光と闇──だが、その中で行われていることに違いはほとんどなかった。
大聖堂では、罪人が祭壇に縛り付けられ、聖職者の手で喉を裂かれる。
流れ出た血は聖杯に注がれ、「神聖なる供物」として信徒に掲げられる。
人々は涙ながらに「神は慈悲深い」と唱えるが、罪人の苦悶の叫びは誰の心も動かさない。

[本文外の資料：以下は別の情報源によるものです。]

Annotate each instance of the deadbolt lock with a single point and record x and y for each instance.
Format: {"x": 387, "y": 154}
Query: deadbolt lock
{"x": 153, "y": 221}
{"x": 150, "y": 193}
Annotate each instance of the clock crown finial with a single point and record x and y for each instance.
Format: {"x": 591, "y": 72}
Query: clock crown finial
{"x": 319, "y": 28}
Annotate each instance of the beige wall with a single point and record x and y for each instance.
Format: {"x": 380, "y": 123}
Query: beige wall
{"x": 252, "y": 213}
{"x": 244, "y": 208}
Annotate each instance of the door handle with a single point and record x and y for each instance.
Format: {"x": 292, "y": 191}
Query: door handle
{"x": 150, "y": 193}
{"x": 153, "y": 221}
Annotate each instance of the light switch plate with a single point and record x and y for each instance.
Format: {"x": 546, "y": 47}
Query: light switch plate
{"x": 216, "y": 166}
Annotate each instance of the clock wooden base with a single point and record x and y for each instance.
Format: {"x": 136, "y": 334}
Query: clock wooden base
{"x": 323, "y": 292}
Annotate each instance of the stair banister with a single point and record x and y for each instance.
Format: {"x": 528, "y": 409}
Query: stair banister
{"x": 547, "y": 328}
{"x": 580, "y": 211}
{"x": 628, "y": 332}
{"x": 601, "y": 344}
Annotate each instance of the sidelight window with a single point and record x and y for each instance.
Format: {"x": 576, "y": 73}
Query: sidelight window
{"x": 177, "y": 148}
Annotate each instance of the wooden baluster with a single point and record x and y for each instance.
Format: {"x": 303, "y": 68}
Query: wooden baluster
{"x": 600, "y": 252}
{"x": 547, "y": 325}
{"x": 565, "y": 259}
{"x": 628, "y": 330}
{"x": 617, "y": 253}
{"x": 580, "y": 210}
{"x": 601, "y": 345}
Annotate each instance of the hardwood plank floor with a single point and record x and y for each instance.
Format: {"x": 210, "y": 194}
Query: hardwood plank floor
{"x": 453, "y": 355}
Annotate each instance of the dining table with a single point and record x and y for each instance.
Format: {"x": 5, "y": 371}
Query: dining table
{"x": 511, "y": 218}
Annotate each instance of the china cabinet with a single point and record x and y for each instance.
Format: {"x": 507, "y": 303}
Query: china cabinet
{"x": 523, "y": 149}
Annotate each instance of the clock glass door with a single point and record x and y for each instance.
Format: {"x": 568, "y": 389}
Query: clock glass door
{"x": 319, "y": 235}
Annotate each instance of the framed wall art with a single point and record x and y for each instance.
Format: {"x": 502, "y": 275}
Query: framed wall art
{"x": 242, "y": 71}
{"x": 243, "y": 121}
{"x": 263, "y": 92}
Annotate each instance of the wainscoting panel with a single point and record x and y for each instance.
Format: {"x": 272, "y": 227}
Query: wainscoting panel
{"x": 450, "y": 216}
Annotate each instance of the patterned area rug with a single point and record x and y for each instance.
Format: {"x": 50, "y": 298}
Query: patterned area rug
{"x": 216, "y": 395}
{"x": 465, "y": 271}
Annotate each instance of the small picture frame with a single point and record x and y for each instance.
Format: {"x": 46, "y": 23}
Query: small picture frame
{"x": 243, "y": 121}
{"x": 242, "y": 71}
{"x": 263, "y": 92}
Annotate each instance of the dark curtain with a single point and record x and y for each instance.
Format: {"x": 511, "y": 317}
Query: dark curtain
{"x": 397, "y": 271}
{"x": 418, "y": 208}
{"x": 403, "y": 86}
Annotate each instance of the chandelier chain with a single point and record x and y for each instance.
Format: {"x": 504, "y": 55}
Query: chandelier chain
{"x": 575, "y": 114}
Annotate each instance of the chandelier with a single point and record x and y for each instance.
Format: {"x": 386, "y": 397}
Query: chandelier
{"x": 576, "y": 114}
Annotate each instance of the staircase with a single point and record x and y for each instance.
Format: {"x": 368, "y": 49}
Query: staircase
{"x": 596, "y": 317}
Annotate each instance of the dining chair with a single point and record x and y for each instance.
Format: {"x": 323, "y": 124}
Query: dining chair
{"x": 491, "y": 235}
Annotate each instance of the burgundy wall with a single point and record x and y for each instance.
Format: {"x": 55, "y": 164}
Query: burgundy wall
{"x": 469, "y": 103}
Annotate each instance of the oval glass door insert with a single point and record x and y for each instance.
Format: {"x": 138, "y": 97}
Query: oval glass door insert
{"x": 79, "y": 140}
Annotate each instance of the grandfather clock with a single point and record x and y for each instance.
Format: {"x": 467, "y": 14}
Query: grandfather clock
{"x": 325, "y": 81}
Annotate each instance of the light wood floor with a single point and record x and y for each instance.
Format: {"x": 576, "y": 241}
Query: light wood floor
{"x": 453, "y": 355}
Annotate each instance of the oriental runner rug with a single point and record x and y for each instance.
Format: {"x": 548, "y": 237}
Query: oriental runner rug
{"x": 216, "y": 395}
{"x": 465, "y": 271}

慈悲とは、殺しを美しい言葉で覆い隠す布にすぎなかった。
一方、闘技場では捕虜が獣に放り込まれる。
牙と爪に引き裂かれ、臓物が飛び散る様を魔族たちは歓声とともに眺めた。
「弱い者は餌になる」
それは誇り高き掟であり、誰もその光景を覆い隠そうとしなかった。
正直さゆえに余計に残酷で、救いのかけらもなかった。
人間は「神罰」の名で殺しを正当化し、魔族は「掟」の名で殺しを当然とした。
違うのは仮面をかぶるかどうかだけ。
血はどちらでも流れ、悲鳴はどちらでも響き渡った。
農民の母親が娘を奉納に差し出し、「これは神への奉仕だ」と呟く。
魔族の母親が牙を剥けぬ子を差し出し、「これは一族の誇りだ」と呟く。
二つの言葉は鏡のように響き合い、同じ苦しみを隠すための口実に過ぎなかった。
戦場で人間は「神の御名において」と叫び、魔族は「血と力のために」と咆哮する。
だが、倒れた死体の山からは同じ臭いの血が流れ、同じ形の手足が転がった。
燃え上がる炎の中では、人と魔を区別するものなど、もはや何もなかった。
この世界には、正義も慈悲も存在しなかった。
あるのはただ、言葉をまとった殺しと、言葉すら必要としない殺し。
鏡のように反射し合う二つの地獄が、大陸全体を覆い尽くしていた。